Se parecía a Nancy Reagan, la sonrisa, la complexión delicada, la mirada directa, el estilo convencional. Si su abuela hubiese sabido lo mucho que se asemejaría a la mujer del presidente republicano, tal vez habría abandonado los sueños de tener una nieta. El vestido púrpura que escogía para Walter, cada vez que los padres se lo dejaban en casa, permaneció en las emociones de un crío que se soñaba con cabellos rubios y trajes de noche, dando vueltas por los pasillos exactamente como hizo después de la operación de reasignación de sexo, cuando pasó a llamarse Laura Heyer y su carné de funcionario estatal de la NASA dejó de molestarle con sus exigencias de masculinidad. Se desvaneció la angustia por la barba y la voz oscura y hasta sus propios hijos comprendieron que dentro del cuerpo de Walter siempre había vivido una mujer que merecía ser libre y servir a los Estados Unidos con orgullo femenino. Pero cierto dolor, una densa y pequeña molestia del tamaño de un guisante, siguió allí, perturbadoramente insistente. Los amigos trans de San Francisco engrosaban una lista de intentos de suicidio que la mente analítica de Laura no conseguía ignorar. Por entenderlo se matriculó de nuevo, esta vez en Psicología, para descubrir que el sexo no estaba donde pensaba, sino grabado en las infinitesimales muescas de los cromosomas, que rezaban, como Pepito Grillo, que Laura Heyer era XY y siempre sería XY, aunque se pareciese a Nancy Reagan. La tenaz evidencia se mezcló con más suicidios, el 40 por 100 de sus alegres amigos de las costa oeste, que se habían desembarazado del yugo genético con él, parecían expulsados del Edén. ¿Por qué seguían penando, si habían hecho todo lo humanamente posible para abandonar la cárcel de un cuerpo equivocado? De este sufrimiento nadie hablaba, ni en los libros, ni en la tele, ni en las conferencias LGTBI.
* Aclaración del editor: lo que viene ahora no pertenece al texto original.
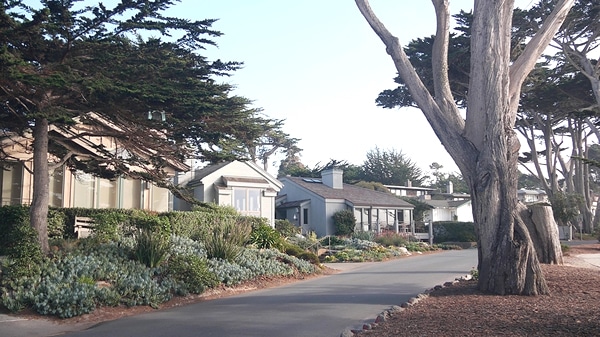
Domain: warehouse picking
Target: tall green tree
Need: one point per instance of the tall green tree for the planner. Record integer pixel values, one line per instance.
(440, 179)
(390, 167)
(60, 60)
(483, 143)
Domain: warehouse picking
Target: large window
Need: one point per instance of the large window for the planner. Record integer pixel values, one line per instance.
(56, 188)
(132, 194)
(247, 200)
(85, 190)
(107, 193)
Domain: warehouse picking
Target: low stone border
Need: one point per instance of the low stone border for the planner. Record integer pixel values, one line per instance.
(395, 309)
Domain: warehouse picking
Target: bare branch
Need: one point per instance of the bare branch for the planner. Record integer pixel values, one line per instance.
(525, 63)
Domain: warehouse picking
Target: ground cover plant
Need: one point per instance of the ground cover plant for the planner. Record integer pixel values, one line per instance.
(367, 246)
(139, 261)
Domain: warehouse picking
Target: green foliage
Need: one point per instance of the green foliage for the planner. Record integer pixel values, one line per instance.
(475, 274)
(93, 274)
(440, 180)
(294, 250)
(286, 228)
(151, 248)
(225, 238)
(445, 231)
(265, 237)
(565, 206)
(344, 222)
(56, 223)
(388, 239)
(420, 208)
(193, 272)
(367, 236)
(390, 167)
(11, 217)
(372, 185)
(19, 243)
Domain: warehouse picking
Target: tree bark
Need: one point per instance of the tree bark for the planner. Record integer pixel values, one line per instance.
(544, 232)
(38, 211)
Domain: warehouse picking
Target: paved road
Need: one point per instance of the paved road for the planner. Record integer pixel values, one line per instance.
(318, 307)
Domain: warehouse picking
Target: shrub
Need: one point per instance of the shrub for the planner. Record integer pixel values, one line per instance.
(20, 244)
(344, 221)
(392, 239)
(193, 272)
(265, 237)
(225, 238)
(151, 248)
(286, 228)
(56, 224)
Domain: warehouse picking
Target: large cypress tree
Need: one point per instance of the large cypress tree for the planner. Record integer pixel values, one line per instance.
(61, 60)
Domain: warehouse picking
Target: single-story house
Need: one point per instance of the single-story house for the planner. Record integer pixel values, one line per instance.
(448, 210)
(311, 203)
(409, 190)
(240, 184)
(75, 188)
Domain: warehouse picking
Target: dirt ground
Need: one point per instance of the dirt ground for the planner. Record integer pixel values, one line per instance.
(460, 310)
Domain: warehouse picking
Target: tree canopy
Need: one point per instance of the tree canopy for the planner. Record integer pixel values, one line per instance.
(130, 73)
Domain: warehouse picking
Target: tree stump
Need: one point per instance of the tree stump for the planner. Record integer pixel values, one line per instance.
(543, 229)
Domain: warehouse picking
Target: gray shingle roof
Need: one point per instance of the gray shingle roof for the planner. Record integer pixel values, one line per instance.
(358, 196)
(445, 203)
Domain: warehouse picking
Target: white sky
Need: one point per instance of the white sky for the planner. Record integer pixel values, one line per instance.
(318, 65)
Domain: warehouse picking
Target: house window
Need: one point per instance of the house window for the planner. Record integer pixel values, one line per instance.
(247, 200)
(11, 184)
(107, 193)
(56, 188)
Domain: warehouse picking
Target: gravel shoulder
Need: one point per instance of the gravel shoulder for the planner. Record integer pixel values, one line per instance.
(571, 309)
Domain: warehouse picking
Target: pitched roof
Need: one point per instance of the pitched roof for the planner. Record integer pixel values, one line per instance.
(358, 196)
(445, 203)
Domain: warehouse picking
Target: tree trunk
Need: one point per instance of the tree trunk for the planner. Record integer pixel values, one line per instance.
(508, 262)
(41, 180)
(539, 220)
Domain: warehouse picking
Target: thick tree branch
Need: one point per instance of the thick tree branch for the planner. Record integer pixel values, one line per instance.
(526, 61)
(445, 120)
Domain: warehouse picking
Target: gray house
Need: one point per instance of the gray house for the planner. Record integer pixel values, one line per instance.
(311, 203)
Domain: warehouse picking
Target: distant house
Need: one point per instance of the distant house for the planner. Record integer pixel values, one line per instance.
(409, 190)
(240, 184)
(75, 188)
(311, 203)
(448, 210)
(531, 196)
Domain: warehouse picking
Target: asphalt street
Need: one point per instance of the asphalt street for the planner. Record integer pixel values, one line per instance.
(324, 306)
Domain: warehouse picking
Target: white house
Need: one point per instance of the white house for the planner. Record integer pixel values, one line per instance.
(69, 188)
(311, 203)
(448, 210)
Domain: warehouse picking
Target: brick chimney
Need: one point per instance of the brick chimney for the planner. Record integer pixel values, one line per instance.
(333, 178)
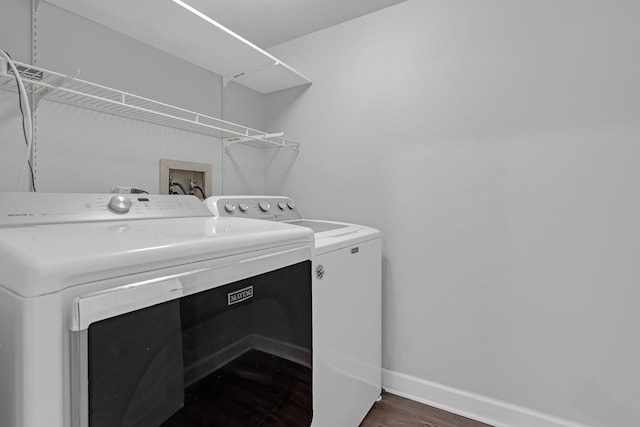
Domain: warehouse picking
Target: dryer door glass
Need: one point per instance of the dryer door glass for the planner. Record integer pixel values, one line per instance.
(234, 355)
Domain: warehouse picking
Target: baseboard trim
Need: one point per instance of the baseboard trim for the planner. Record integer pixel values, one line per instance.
(471, 405)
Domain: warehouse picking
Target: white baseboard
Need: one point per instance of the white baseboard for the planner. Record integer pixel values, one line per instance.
(471, 405)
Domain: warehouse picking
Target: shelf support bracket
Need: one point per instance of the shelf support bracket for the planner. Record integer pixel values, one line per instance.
(226, 79)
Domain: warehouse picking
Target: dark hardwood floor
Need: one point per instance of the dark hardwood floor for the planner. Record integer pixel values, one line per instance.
(396, 411)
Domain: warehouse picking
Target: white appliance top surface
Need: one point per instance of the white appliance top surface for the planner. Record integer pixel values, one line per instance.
(42, 259)
(333, 235)
(329, 235)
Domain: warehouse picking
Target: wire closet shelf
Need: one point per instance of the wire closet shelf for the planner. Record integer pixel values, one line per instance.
(42, 83)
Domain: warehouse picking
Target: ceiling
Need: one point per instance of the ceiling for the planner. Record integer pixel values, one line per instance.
(267, 23)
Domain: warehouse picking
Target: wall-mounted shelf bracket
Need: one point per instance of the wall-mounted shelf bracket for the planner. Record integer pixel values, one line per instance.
(57, 87)
(226, 79)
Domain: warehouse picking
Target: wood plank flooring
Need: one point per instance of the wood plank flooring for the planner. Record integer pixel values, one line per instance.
(396, 411)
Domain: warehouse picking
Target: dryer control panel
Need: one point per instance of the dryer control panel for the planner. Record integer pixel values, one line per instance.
(272, 208)
(24, 209)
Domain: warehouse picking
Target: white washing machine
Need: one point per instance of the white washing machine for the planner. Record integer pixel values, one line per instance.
(148, 311)
(346, 307)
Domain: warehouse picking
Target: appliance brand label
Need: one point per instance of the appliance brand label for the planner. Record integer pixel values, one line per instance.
(240, 295)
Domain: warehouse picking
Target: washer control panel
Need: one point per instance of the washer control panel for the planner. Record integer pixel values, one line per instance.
(22, 209)
(274, 208)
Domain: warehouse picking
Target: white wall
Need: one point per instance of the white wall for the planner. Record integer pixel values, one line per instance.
(79, 150)
(495, 144)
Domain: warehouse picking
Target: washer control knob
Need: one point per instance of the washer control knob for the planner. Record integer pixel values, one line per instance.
(264, 206)
(119, 204)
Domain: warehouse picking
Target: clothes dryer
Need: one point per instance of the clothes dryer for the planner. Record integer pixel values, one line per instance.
(148, 311)
(346, 306)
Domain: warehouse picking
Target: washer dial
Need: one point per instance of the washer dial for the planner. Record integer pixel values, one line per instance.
(264, 206)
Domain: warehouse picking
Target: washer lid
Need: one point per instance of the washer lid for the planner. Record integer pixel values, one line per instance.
(334, 235)
(44, 259)
(319, 226)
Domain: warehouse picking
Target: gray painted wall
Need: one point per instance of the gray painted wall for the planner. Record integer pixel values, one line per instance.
(79, 150)
(495, 144)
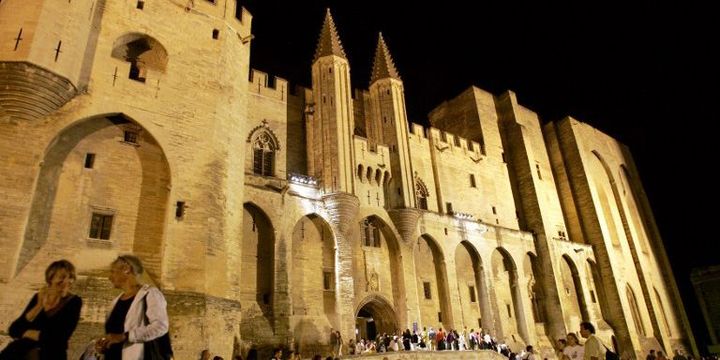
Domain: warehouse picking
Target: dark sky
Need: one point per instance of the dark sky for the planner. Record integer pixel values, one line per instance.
(641, 71)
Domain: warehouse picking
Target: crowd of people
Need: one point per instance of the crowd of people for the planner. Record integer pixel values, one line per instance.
(137, 328)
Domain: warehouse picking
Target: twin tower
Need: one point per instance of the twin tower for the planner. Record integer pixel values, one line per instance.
(331, 126)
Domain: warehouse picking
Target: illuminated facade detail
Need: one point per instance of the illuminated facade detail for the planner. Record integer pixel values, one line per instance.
(308, 209)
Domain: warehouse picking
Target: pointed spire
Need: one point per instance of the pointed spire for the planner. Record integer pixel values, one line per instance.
(329, 43)
(383, 66)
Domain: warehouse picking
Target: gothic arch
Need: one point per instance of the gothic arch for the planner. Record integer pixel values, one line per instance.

A los cincuenta años, en el ecuador de una vida, se resolvió a expulsar el vestido púrpura del baúl. Lucharía contra sus demonios, no contra su ADN, y se hizo hombre y ascendió de los infiernos, otra vez como Walter Heyer, pero esta vez sin parecerse a nadie. “No fue tan difícil”, me dice, “supuso otra operación, aunque esta vez sin hormonas, al fin y al cabo, yo soy biológicamente lo que soy, un hombre”.